Düzce’miz son günlerde ciddi anlamda bir sınavdan geçmektedir. Bundan 23 sene evvel çok daha acı bir sınav yaşadık. Depremin kanayan yaralarını ancak sardık derken, 23 Kasımda 6,1 ile yeniden sallandı Düzce’miz ve içinde yaşayan güzel insanlar.

Depremi ikinci kez yaşayıp yataklarından uyananlar hafızalarını tazelerken, ilk defa bu hissi yaşayan evlatlarımız adeta çaresizliğin yaşattığı o korkuyla ürperdi.

“Her zorluğun yanında bir kolaylık vardır.” (İnşirah 94/5) 1999 yılında düzce çok zor zamanlar geçirdi. O dönemde İl unvanına kavuştu Düzce’miz.  Daha önce 14 plaka olan Düzce, depremden sonra 81 plaka olarak Ülkemizin son ili olma şanını 23 yıldır gururla korumaktadır. Elbette ki il olmanın Düzce halkına birçok avantajı oldu. Düzce’ye gelen ödenekler arttığı için, şehrin daha güvenli bir ortamda kentleşmesi hızlandırıldı.

Bununla beraber iş olanakları arttı ve Düzce Göç alan bir şehir haline gelerek son 23 yılda nüfusu yaklaşık 3 kat arttı. Sosyal belediyecilik anlamında harika hizmetler verildi. İnşallah daha da güzel olacaktır ve ümidimiz bu yönde.

Ancak şehrimizde yaşayan bazı açgözlü insanlar var ki, rabbim bu insanların şerrinden ve hırsından bizleri muhafaza eylesin. (Âmin) Vatandaşımız hayatta nasıl kalırım, ev kiramı ve faturalarımı nasıl öderim, çocuklarıma nasıl daha iyi bir eğitim imkânı sağlarım hesabı yaparken, açgözlü ev sahipleri de fırsattan istifade vatandaşın cebindeki son parayı da almanın derdine düşmüş durumdalar.

Çok enteresan bir devirde yaşıyoruz.

Fazla değil, bundan çeyrek asır önce insanlar çok daha anlayışlıydılar, yardımseverdiler. Şimdi ne mi değişti? Az parası olanın adamdan sayılmadığı, çok parası olanın da tüm ahlaksızlıklarının görmezden gelindiği bir devirde yaşıyoruz.

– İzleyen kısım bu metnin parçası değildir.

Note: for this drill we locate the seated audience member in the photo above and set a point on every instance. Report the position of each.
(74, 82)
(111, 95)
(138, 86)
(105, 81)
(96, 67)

Piyasa pahalılığından yakınıyoruz…

Peki, kira fiyatlarını iki katına üç katına çıkartan ev sahiplerine ne demeli? Yaşadığımız sarsıntının üzerine bir de ev sahiplerinin yaşattığı sarsıntı eklenince 6,1 şiddetindeki deprem 8,1’e çıkıyor…

Bu dönemde birbirimize destek olmayacaksak ne zaman olacağız? Ölünce mi?  Allah imtihan eder. Kimi malıyla imtihan eder, kimini eşiyle, kimini de işiyle imtihan eder. Fakat insan bir türlü imtihanda olduğunun farkına varamaz. Nasıl varsın ki, uyuyor çünkü… Bir insanı bedenen ameliyat etmek için onu uyutmak lazım. Bir insanı ruhen ameliyat etmek için de onu uyandırmak lazım. 23 Kasım da rabbim bizi uykumuzdan uyandırdı, ama gelin görün ki hala uyanamayanlar var. Özellikle ruhunu kiraya vermiş ev sahipleri!   

Ne diyelim? Rabbim ev sahibi olmak isteyip de, henüz buna gücü yetmeyen iyi niyetli kiracılarımıza başlarını sokabilecekleri, evlatlarıyla birlikte, huzurlu bir hayat geçirebilecekleri yuva nasip etsin.